Как прошли мы кипарис етот, родные мои, мельница тут стоит, а все тою же водой горной работает, хлеб на весь Афон готовит, а народу, сама видишь, мало ли на Афоне проживает. И за етой мельницей каменны приступки вверх ведут, а за каменными приступками дверь железная и на замке она, чтоб зря человек не ходил без надобности. Как за дверь ту железную шагнули, ахти, батюшки мои, озеро нам черное предстало, и вода в том озере бирюзовая, а холоду она необыкновенного, потому вся из горного ручья составлена, и рыба в той воде от холоду не водится, кроме как одна кефаль-рыба, что холоду не боится никакого. И на озере том важно столь плавают птицы заморские, что пеликаны здесь прозываются, плавают тихо и все головки вытягивают, а то вдруг подымутся на лапках да трепыхаться зачнут по воде. Гляжу я на воду бирюзовую, гляжу я на пеликана-птицу, на скалы ети каменные, что с краю идут, да на леса те зеленые — и думаю: благодать же ты господня, вот он рай и есть на земле, Афон етот самый! И глаз оторвать не могу своих от красоты той прекрасной, а Варлам монах-отец все дальше идет, на пещеру торопит меня. И пошли мы тонкой тропою, что о берег того озера касается да заросла вся травами душистыми, цветами разными да сливой-ягодой. Ты по тропке идешь, а ягода сама за тобой увивается. И как пошли мы тем берегом, а вода-те шумит внизу, заливается — потому за озером речка такая оказалась шумная. И шла она, шла, текла по камням, гремучая, да там в камнях так и запропала. Глянула я — где моя речка, ан, нет ее, в землю под камни ушла и нет, не слышно боле, как идет она низом. А как травы там пахнут острые да душистые — голову кружат, мутят разум человеческий. Внизу камень, гляжу, гладкий да крупный, все рассыпается, а сверху лес стоит дремучий. Жутко мне стало, и молвила отцу я Варламу:
— А доколе будем итти мы, отец?
— До пещеры, молодка, до пещеры, — говорит, а сам шагу набавляет, и туго мне поспевать за ним. Хоть тучен человек, а до надобностей своих быстро ходит. И вошли, мать моя, мы в дремучий бор, перешли скалы мы черные, вышли на какое-то место страшное, где не видно ни тропы ноги человеческой, ни свету божьего не видать.

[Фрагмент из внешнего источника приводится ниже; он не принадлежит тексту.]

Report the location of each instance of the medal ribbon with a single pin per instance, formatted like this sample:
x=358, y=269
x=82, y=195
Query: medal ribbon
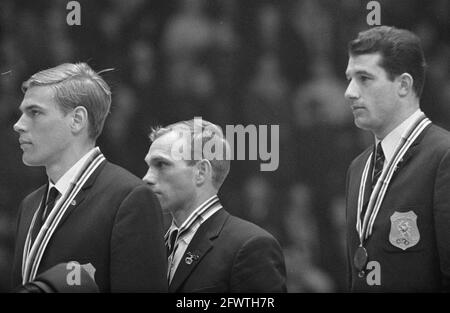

Страшно мне стало, аж душа пропала, закрыла я глаза.
— Страх, — говорю, — берет меня, отец, и недостойна итти я дальше до пещеры той святой. Грешная, видно, грешница, — говорю, — коли страх меня обуял столь дико.
А он обернулся да взял за плечи меня, нажал на себя. — Не робей, — говорит, — молодка, не робей! Устала ты, отдых надо, сядем и телу отдых потребный отдадим. А ты волненье свое упокой и тогда смело шествовать будешь за мной.
Да так меня на траву зелену посадил и сам опустился-сел.
— Зябко-холодно, — говорит, — тебе, дщерь моя, согрею я тебя дыханием моим.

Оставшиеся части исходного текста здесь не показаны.